It was a question often addressed at the biannual Moebius Syndrome Conference, held recently just outside Denver.
If you've never heard of Moebius, you're not alone. The name is foreign even to many health care professionals. There are about 800 known cases in the United States, and a sizable percentage of affected people were in Colorado for the conference.
One of those cases is my 5-year-old son, Willem.
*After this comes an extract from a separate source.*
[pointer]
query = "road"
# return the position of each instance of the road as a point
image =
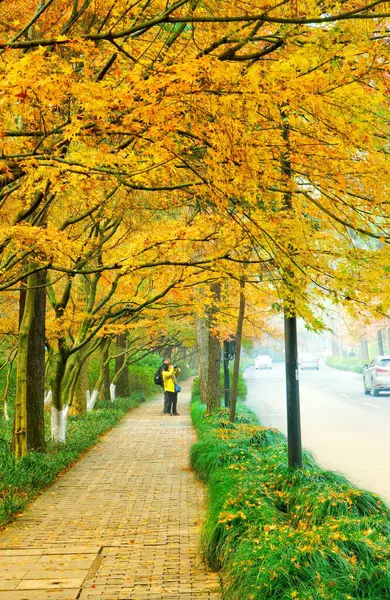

Like many other families, we went to the conference to learn and to share our successes. With so few cases, parents and caregivers are often the experts on treating Moebius. Topics range from techniques for feeding a baby who can't suck, to eye drop solutions for a kid who can't blink, to the best sunglasses and hats for a kid who can't squint.
But when it comes to growing up with Moebius, the best advice often comes from those who have lived through it. What is it like, to use keynote speaker Terri Tate's phrase, having "a face of distinction?" The consensus from that panel of adults: People will stare, so use it to your advantage. They suggested waving or saying hello to break the silence.
As for the teasing and taunting, panelist Leslie Dhaseleer shared what her parents told her when she would get bullied for looking different. "(My parents) said those kids were the ones with the problem, not me. And I should feel sorry for them for not knowing any better. And I believed it."
I know soon my son will come home and ask me what he should do about the looks he gets. Thanks to the wisdom of people who've been there, I have the beginning of that script.